Search code examples
c#.netwindowsstringstring-comparison

Why is "ss" equal to the German sharp-s character 'ß'?


Coming from this question I'm wondering why ä and ae are different(which makes sense) but ß and ss are treated as equal. I haven't found an answer on SO even if this question seems to be related and even mentions "that ß will compare equal to SS in Germany, or similar" but not why.

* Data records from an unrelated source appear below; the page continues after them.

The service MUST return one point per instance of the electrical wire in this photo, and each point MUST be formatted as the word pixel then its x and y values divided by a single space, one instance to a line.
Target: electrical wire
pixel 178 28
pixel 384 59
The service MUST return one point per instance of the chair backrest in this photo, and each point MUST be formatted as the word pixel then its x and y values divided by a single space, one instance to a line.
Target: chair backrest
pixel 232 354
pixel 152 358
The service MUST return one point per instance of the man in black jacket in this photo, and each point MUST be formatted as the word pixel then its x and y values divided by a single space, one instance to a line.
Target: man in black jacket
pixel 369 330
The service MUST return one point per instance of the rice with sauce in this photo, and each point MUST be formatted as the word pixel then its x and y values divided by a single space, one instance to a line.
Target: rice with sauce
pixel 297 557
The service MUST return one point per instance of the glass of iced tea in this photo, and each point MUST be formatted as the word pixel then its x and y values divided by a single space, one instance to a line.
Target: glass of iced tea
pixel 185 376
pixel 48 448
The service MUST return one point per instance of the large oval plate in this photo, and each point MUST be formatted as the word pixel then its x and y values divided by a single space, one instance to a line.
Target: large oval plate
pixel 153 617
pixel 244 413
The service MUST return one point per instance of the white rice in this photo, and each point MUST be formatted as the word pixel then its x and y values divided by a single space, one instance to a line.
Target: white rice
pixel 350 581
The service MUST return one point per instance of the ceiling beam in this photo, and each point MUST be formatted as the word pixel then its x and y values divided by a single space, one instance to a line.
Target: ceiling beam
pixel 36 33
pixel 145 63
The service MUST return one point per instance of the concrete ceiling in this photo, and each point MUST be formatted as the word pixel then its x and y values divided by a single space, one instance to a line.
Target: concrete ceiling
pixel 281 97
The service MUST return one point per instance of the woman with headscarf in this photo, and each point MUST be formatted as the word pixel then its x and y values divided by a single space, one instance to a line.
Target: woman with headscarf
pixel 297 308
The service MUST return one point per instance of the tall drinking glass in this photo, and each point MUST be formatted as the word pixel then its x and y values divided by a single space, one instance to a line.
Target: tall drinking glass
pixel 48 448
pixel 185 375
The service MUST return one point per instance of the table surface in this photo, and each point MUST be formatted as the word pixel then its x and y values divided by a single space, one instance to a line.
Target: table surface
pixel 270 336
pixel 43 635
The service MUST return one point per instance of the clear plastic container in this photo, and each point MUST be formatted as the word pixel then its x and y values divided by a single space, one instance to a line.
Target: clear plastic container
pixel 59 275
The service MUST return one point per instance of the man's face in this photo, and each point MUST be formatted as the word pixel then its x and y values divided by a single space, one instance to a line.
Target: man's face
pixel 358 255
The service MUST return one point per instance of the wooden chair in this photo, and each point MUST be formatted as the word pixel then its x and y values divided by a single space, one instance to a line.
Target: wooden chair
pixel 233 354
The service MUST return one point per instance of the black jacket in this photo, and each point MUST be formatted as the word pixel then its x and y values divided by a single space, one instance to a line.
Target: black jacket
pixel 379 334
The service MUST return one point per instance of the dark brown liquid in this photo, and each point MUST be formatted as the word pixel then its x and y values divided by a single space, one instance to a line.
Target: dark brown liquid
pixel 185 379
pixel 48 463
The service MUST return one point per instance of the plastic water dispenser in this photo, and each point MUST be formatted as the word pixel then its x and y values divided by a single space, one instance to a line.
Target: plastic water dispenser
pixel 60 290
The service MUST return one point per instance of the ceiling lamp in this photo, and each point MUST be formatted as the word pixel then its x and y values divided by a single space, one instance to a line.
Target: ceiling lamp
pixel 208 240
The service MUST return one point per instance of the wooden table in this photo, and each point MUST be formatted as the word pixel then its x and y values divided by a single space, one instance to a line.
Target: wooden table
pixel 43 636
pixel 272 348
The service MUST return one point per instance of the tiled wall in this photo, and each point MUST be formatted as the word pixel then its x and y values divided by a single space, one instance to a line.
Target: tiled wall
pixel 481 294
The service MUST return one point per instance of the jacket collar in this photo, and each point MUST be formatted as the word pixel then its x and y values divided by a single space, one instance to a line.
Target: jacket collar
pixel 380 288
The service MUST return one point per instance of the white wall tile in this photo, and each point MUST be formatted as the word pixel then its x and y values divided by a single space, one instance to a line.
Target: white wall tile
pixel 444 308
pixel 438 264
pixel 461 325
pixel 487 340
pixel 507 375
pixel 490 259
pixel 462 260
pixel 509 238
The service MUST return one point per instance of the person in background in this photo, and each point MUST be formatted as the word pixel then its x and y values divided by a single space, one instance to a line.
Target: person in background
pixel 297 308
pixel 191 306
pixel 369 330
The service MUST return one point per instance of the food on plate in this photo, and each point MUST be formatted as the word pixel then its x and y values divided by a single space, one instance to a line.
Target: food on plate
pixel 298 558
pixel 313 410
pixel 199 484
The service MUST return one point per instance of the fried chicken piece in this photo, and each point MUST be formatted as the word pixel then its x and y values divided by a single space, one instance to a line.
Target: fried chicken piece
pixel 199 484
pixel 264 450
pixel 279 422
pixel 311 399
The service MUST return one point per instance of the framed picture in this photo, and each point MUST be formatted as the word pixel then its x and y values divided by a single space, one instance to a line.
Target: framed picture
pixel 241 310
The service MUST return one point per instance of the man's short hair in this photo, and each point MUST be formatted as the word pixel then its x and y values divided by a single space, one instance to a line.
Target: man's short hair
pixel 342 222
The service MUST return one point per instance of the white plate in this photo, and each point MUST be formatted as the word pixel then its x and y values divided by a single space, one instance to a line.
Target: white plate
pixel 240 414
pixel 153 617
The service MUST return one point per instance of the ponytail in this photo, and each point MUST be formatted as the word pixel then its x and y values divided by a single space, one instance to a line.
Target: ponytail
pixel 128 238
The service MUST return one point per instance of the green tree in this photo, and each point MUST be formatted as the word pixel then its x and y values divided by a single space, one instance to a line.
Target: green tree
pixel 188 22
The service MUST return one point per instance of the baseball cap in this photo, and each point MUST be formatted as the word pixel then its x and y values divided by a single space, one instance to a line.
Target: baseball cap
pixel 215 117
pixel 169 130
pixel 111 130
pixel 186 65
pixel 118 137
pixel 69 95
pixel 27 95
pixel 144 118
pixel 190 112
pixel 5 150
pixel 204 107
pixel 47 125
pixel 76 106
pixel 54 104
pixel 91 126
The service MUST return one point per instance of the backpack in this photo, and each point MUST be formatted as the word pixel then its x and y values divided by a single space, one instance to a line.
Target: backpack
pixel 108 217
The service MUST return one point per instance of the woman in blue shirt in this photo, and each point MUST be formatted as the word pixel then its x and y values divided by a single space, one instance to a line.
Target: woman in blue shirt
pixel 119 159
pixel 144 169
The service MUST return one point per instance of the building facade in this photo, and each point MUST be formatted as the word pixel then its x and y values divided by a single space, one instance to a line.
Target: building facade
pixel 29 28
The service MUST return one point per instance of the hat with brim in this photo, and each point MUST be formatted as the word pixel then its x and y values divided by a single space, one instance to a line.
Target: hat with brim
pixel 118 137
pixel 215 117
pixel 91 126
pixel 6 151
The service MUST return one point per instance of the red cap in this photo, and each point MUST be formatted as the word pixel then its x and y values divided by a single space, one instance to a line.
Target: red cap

The only resource on MSDN I found was this: How to: Compare Strings

Here is mentioned following but also lacks the why:

// "They dance in the street." 
// Linguistically (in Windows), "ss" is equal to 
// the German essetz: 'ß' character in both en-US and de-DE cultures. 
.....

So why does this evaluate to true, both with de-DE culture or any other culture:

var ci = new CultureInfo("de-DE");
int result = ci.CompareInfo.Compare("strasse", "straße", CompareOptions.IgnoreNonSpace); // 0
bool equals = String.Equals("strasse", "straße", StringComparison.CurrentCulture); // true
equals = String.Equals("strasse", "straße", StringComparison.InvariantCulture);  // true

Solution

  • If you look at the Ä page, you'll see that not always Ä is a replacement for Æ (or ae), and it is still used in various languages.

    The letter ß instead:

    While the letter "ß" has been used in other languages, it is now only used in German. However, it is not used in Switzerland, Liechtenstein or Namibia.[1] German speakers in Germany, Austria, Belgium,[2] Denmark,[3] Luxembourg[4] and South Tyrol, Italy[5] follow the standard rules for ß.

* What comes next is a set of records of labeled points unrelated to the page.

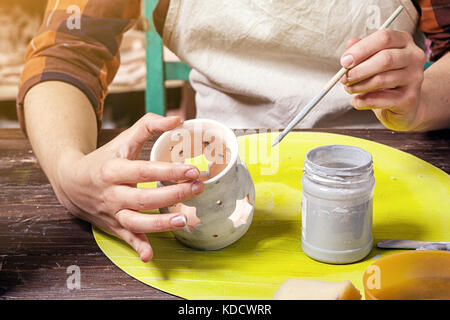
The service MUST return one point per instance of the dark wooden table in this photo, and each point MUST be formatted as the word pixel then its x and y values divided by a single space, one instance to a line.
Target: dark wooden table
pixel 39 239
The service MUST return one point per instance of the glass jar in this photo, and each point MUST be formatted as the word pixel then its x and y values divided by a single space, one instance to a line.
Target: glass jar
pixel 337 197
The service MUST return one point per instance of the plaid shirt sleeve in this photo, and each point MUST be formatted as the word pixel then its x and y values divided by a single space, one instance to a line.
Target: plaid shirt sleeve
pixel 435 24
pixel 78 43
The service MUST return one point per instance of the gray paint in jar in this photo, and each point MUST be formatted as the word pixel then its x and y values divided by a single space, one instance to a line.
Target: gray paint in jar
pixel 337 200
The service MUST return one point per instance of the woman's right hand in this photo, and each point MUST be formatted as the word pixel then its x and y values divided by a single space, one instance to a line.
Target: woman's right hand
pixel 100 187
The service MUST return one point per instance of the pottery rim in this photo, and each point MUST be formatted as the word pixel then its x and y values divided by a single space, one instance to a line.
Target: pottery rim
pixel 230 141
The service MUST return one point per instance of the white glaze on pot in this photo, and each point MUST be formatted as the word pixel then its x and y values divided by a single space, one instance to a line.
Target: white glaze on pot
pixel 223 212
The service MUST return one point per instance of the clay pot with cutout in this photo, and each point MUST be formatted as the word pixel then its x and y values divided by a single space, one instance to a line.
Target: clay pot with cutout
pixel 223 213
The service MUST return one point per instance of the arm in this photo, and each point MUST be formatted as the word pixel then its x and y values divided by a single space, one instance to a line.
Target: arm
pixel 434 107
pixel 59 104
pixel 387 73
pixel 99 185
pixel 386 76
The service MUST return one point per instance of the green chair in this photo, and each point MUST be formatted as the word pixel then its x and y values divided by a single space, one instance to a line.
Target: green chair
pixel 159 71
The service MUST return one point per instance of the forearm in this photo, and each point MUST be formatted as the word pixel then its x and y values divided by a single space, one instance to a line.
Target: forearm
pixel 434 110
pixel 60 123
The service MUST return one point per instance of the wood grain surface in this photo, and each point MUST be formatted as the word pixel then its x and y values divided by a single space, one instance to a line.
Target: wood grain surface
pixel 39 239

    So the ß is used in a single language, with a single rule (ß == ss), while the Ä is used in multiple languages with multiple rules.

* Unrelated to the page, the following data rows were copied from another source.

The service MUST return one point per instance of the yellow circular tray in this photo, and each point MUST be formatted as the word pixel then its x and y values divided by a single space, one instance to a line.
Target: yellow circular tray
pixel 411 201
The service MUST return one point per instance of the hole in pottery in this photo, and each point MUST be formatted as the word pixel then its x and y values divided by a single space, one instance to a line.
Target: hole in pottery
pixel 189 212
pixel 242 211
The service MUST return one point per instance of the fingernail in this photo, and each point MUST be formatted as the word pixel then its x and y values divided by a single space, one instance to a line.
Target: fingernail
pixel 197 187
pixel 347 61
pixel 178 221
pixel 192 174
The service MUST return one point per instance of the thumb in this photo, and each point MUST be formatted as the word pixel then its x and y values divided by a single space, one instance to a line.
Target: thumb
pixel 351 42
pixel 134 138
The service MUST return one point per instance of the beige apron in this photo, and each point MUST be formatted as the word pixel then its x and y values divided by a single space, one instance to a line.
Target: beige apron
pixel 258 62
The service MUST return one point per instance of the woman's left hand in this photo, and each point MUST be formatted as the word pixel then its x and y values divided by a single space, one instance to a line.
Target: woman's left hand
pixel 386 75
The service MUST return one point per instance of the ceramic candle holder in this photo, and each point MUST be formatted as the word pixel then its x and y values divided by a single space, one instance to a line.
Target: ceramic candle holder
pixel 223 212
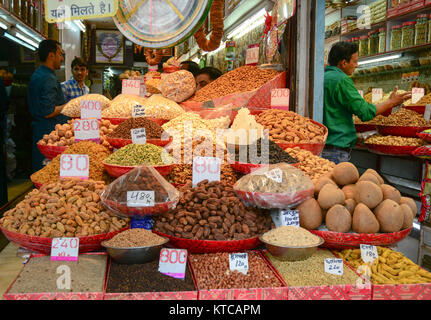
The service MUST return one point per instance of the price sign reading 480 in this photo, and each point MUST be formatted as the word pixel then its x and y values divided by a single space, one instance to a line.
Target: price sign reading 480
pixel 173 262
pixel 74 166
pixel 206 168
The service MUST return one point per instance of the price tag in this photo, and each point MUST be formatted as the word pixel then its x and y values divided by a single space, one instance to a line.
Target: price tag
pixel 417 94
pixel 138 111
pixel 368 253
pixel 334 266
pixel 64 249
pixel 131 87
pixel 74 166
pixel 377 95
pixel 137 199
pixel 427 113
pixel 139 136
pixel 173 262
pixel 206 168
pixel 289 218
pixel 252 55
pixel 86 130
pixel 280 98
pixel 238 262
pixel 91 109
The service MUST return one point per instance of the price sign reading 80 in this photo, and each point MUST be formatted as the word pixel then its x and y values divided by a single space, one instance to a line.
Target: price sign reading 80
pixel 173 262
pixel 206 168
pixel 74 166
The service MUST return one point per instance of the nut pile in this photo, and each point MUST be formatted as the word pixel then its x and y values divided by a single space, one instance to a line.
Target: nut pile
pixel 246 78
pixel 212 272
pixel 69 208
pixel 290 127
pixel 152 129
pixel 133 238
pixel 313 166
pixel 390 268
pixel 211 211
pixel 395 141
pixel 96 152
pixel 63 135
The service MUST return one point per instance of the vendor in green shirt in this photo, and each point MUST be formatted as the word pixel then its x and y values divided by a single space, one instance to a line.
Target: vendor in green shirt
pixel 342 100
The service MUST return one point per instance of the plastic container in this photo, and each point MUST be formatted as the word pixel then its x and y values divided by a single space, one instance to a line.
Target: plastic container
pixel 382 40
pixel 363 46
pixel 373 42
pixel 421 29
pixel 396 35
pixel 408 34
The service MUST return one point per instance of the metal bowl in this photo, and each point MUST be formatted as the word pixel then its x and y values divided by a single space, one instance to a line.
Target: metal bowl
pixel 134 255
pixel 284 253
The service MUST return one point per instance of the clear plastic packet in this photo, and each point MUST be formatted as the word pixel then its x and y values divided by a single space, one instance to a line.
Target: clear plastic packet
pixel 140 192
pixel 179 86
pixel 275 186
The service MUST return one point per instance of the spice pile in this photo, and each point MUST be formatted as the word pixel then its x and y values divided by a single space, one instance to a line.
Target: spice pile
pixel 211 211
pixel 246 78
pixel 96 152
pixel 139 154
pixel 69 208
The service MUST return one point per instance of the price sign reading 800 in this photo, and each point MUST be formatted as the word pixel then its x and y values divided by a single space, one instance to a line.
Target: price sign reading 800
pixel 206 168
pixel 173 262
pixel 74 166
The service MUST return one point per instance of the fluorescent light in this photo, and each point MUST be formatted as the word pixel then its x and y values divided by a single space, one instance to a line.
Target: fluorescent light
pixel 11 37
pixel 394 56
pixel 254 21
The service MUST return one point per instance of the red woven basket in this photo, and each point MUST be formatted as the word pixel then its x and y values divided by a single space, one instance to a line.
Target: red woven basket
pixel 50 152
pixel 341 241
pixel 117 171
pixel 43 245
pixel 211 246
pixel 119 143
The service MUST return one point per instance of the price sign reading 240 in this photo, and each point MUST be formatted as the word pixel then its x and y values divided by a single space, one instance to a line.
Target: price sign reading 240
pixel 74 166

    Note that, considering that case folding is:

    Case folding is primarily used for caseless comparison of text, such as identifiers in a computer program, rather than actual text transformation

    The official Unicode 7.0 Case Folding Properties tells us that

    00DF; F; 0073 0073; # LATIN SMALL LETTER SHARP S

    where 00DF is ß and 0073 is s, so ß can be considered, for caseless comparison, as ss.